Peter was interested despite himself. “Go on.”

“Turns out this creep is sleeping with this woman, Nina Tiger, or “tigress,” as she likes to call herself. They met about a year ago on a newsgroup for people interested in polyamory.”

“Poly what?”

“Love relationships among more than two people.”

“Ick.”

“My feelings exactly. Anyway, they met on the Web, and pretty soon were having very public and very raunchy Internet sex. Finally, it wasn’t enough for them. They decided they needed to consummate their cybersex. The whole time, mind you, they kept the entire population of their newsgroup apprised of every single sordid detail of their relationship. They started sleeping together, sneaking around behind Abigail’s back.

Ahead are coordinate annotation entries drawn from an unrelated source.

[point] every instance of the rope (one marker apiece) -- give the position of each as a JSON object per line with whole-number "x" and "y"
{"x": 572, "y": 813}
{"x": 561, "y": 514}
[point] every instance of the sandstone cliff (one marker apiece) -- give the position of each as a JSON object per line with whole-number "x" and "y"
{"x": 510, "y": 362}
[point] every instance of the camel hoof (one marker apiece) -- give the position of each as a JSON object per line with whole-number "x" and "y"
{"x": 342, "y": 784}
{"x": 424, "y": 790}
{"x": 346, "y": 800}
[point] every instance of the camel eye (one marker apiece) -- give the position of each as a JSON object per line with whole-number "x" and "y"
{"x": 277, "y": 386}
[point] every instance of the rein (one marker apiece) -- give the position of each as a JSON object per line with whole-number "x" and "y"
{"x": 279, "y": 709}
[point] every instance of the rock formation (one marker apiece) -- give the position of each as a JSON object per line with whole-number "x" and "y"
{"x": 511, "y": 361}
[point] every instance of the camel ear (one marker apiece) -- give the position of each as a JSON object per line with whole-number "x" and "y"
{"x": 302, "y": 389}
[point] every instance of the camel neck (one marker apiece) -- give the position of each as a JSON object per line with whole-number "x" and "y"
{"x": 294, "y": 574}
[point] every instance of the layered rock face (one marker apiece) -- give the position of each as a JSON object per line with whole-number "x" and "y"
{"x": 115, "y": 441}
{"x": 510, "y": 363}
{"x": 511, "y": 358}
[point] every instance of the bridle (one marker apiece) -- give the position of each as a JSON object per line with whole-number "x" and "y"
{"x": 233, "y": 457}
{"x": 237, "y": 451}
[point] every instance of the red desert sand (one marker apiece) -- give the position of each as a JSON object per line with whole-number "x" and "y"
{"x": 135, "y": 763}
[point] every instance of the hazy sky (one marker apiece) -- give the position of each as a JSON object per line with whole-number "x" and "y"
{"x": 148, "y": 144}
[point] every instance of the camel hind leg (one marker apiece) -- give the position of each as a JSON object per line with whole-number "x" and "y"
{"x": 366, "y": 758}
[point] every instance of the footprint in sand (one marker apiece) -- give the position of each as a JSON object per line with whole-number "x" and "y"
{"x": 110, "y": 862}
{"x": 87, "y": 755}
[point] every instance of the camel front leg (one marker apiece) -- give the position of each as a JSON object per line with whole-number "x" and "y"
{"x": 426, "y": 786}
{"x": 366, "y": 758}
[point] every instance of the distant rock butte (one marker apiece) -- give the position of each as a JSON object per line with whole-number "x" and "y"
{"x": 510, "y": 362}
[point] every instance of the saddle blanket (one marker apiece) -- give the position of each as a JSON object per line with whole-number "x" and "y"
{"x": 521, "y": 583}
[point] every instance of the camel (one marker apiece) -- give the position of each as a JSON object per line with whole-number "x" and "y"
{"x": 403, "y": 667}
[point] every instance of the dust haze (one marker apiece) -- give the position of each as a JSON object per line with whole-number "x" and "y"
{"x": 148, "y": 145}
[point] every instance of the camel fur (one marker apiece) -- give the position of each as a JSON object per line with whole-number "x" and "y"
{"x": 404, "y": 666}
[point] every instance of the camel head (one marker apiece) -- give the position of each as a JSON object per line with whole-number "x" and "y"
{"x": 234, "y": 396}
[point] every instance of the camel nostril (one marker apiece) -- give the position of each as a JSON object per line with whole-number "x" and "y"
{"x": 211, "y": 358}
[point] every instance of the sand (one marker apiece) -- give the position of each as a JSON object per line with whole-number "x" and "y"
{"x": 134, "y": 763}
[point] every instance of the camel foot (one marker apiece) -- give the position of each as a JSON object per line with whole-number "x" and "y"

“Within a couple of months, the newsgroup freaks started hounding them. Remember, the whole point of this movement or whatever it is is that they are supposed to by polyamorous, not just adulterous. Tigress and Coyote—yes, that is indeed his nom de guerre—finally succumbed to the pressure and decided to include Abigail in their little love nest or cesspool, whatever you want to call it. And, get this, they decided, with the help of their comrades in arms—and legs, for that matter—that the best way to get Abigail to go along with this multiple-partner thing is to have her walk into her bedroom one fine day and find ol’ tigress and Coyote waiting there, buck naked.”

“Are you kidding?”

“Nope. They planned their moment, and one fine evening there they were, waiting for Abigail when she walked in from work. Surprise, surprise, Abigail was less than thrilled with the little Wild Kingdom tableau awaiting her. In fact, she freaked out—which, by the way, totally confused everyone in the newsgroup, all of whom apparently were under the impression that she would rip off her clothes and jump into the sack with the fabulous twosome.

“Not one to be trifled with, Abigail threw Coyote out on his butt, and he, bizarrely, to my mind, began this desperate siege to try to get her back. Finally, after about a week or so of flowers, phone calls, etc., she relented, on the condition that he stop seeing tigress and get some marital counseling, which he did. Go to therapy, that is. He did not stop sleeping with the hungry jungle cat. They just went back to doing the nasty in secret. They seem to have been under the impression that Abigail didn’t know about it, or at least that’s what they told the newsgroup.”

“Holy cow.”

“Cows say ‘Moo!’” a high-pitched voice squealed.

Peter and I spun around to find Ruby standing in the doorway. How long she’d been there and how much she’d heard we never did figure out. I didn’t have time to mention to Peter that Nina Tiger had caught me going through her mail.